In der medizinischen und biowissenschaftlichen Forschung haben sowohl Experimente auf Zellebene als auch Experimente mit Tiermodellen große Bedeutung. Jedes Jahr werden mehr Studien zu den Wechselbeziehungen zwischen Lebewesen und ihrer Umgebung unter Einsatz eines Mikroskops durchgeführt. Meistens handelt es sich dabei um intravitale Zeitrafferaufnahmen von lebenden Organismen. Ein großes Problem bei der intravitalen Bildgebung ist die Verschiebung der Mikroskopieebene aufgrund pulsierender Organe und der Bewegung des Tieres selbst.

Wir bieten nicht nur Standard-Mikroskopsysteme, sondern arbeiten auch mit Kunden zusammen, um maßgeschneiderte Lösungen zu entwickeln. Hier ein Beispiel – die von uns entwickelte Maus-Adsorptionsfixiervorrichtung als Lösung für Probleme im Zusammenhang mit der intravitalen Bildgebung von Mäusen.

Maus-Adsorptionsfixiervorrichtung für die intravitale Bildgebung von Mäusen

Beispiel für eine kundenspezifische Maus-Adsorptionsfixiervorrichtung

Herausforderungen bei der Durchführung von intravitalen Langzeit-Zeitrafferaufnahmen

Bei der intravitalen Bildaufnahme werden Zeitrafferexperimente durch die Bewegung des Präparats und der Mikroskopieebene aufgrund pulsierender Organe erschwert. Wir haben Interviews mit Forschenden geführt, die Langzeit-Zeitrafferexperimente an lebenden Mäusen durchführen, um ihre Probleme besser zu verstehen. Dabei haben wir Folgendes erfahren:

  • Anders als bei Organen, die aus dem Körper entnommen werden können, z. B. bei der Ohrmuschel und dem Darm, ist es schwierig, Organe wie Milz und Leber zu beobachten.
  • Herznahe Organe im Besonderen unterliegen dem Einfluss von Pulsation.
  • Dabei handelt es sich nicht nur um Bewegungen im Millimeterbereich wie beispielsweise beim Pulsschlag; auch kleinere Bewegungen im Mikrometerbereich erschweren die Betrachtung.
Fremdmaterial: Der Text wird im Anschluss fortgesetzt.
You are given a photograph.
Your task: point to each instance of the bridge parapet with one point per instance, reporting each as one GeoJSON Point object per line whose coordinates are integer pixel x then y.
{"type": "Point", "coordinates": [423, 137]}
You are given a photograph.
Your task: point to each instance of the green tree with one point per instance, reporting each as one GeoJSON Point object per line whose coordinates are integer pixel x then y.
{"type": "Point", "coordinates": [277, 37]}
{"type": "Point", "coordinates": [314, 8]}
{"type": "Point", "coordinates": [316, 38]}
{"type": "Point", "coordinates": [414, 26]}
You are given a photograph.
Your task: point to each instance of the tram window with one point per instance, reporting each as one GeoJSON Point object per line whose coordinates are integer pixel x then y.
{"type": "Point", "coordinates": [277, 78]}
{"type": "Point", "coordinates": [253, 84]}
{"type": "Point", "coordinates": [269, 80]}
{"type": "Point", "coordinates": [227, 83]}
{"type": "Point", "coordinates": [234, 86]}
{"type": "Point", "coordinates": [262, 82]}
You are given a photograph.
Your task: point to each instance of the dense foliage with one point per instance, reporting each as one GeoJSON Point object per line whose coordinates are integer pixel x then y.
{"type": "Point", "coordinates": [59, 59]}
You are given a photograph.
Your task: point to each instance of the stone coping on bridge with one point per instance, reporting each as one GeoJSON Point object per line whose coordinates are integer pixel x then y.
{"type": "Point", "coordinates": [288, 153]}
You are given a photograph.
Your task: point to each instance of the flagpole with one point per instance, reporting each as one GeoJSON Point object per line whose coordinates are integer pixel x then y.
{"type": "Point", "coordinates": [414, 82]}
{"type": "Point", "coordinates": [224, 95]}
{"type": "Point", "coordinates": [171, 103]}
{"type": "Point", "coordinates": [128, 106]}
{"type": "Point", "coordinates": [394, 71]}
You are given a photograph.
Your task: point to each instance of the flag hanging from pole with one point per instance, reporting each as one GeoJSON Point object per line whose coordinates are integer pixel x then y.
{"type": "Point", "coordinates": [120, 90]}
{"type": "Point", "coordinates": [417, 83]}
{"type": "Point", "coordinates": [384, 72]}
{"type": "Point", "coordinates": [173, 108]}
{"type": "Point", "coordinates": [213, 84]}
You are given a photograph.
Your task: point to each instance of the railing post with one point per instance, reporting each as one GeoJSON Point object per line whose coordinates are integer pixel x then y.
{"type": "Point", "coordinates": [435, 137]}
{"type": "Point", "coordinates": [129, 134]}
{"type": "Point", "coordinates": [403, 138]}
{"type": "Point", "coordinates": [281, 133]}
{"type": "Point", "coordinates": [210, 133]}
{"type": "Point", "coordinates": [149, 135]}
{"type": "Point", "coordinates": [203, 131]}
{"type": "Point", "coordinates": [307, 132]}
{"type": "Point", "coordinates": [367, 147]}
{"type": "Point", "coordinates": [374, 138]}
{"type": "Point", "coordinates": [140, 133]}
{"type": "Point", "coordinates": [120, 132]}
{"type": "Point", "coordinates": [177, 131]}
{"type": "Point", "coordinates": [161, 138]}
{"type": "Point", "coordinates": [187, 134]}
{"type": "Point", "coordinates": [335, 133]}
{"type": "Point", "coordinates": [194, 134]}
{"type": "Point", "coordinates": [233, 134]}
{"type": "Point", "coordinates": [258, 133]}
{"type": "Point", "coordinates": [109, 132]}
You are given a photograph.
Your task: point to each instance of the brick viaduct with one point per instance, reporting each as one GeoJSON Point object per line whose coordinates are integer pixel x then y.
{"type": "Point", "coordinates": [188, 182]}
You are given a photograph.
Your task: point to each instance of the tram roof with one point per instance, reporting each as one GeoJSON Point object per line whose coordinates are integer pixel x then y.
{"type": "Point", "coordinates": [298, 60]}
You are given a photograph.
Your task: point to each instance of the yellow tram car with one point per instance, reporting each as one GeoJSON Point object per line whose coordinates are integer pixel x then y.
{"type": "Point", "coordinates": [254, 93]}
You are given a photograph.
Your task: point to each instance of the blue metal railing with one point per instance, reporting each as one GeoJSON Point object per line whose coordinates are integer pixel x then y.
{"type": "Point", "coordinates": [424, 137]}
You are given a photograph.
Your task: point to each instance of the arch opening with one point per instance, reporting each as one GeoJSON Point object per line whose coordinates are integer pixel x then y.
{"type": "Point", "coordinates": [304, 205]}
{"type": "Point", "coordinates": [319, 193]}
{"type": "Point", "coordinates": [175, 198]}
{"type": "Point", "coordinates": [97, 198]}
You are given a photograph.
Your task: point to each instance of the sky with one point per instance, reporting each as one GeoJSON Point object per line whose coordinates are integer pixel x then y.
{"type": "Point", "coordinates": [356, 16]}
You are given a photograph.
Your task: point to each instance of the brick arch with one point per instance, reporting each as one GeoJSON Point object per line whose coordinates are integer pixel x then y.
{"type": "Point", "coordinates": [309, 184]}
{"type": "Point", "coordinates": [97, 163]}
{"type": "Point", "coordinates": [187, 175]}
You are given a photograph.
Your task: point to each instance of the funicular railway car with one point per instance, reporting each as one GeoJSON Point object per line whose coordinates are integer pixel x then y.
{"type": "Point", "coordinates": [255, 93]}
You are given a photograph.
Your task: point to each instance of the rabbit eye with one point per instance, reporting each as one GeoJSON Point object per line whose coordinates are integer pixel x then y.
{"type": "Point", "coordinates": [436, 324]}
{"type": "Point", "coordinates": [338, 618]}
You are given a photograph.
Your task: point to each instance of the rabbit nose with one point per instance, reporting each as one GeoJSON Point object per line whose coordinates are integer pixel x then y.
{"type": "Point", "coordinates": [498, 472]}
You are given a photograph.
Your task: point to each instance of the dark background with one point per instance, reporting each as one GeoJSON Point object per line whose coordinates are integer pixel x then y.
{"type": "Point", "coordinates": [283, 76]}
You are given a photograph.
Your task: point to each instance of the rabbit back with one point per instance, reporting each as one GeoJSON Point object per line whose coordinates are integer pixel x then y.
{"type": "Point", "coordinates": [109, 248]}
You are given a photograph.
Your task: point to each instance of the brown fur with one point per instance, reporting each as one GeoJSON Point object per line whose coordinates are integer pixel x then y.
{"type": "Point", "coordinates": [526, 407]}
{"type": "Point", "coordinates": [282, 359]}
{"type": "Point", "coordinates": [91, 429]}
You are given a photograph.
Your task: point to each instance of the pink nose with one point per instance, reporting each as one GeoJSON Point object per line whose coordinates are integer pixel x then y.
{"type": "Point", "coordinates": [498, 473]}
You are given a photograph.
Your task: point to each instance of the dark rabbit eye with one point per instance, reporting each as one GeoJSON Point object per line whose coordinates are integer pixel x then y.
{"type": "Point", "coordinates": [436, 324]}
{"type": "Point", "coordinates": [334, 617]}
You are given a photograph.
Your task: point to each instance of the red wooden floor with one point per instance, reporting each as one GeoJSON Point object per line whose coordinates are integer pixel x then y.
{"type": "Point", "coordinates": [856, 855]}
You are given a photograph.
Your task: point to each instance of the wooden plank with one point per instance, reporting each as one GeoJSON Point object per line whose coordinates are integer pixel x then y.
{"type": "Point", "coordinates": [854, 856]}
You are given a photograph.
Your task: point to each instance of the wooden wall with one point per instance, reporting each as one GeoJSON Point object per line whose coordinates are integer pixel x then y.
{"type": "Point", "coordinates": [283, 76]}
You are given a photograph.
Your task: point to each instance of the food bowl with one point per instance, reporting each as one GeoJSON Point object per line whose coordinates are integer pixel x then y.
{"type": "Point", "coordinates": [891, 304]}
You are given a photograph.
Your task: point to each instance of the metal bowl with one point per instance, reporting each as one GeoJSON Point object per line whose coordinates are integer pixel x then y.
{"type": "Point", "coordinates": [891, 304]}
Maßgeschneiderte Lösung von EVIDENT für Probleme mit intravitaler Bildverarbeitung

Um pulsierende Bewegungen bei der Maus auf der Mikroskopieebene zu unterdrücken, entwickelten wir eine Methode, bei der die Bewegung des Tieres im Millimeterbereich durch Unterdruck physikalisch unterbunden wird. Unsere Vorrichtung verfügt über ein ringförmiges Metallstück und eine Ansaugpumpe, um die Mikroskopieebene durch Unterdruck anzusaugen und zu fixieren. Indem wir die Bewegungen der Probe auf ein Minimum reduzierten, gelang es uns, den starken Einfluss des Herzschlags zu unterdrücken.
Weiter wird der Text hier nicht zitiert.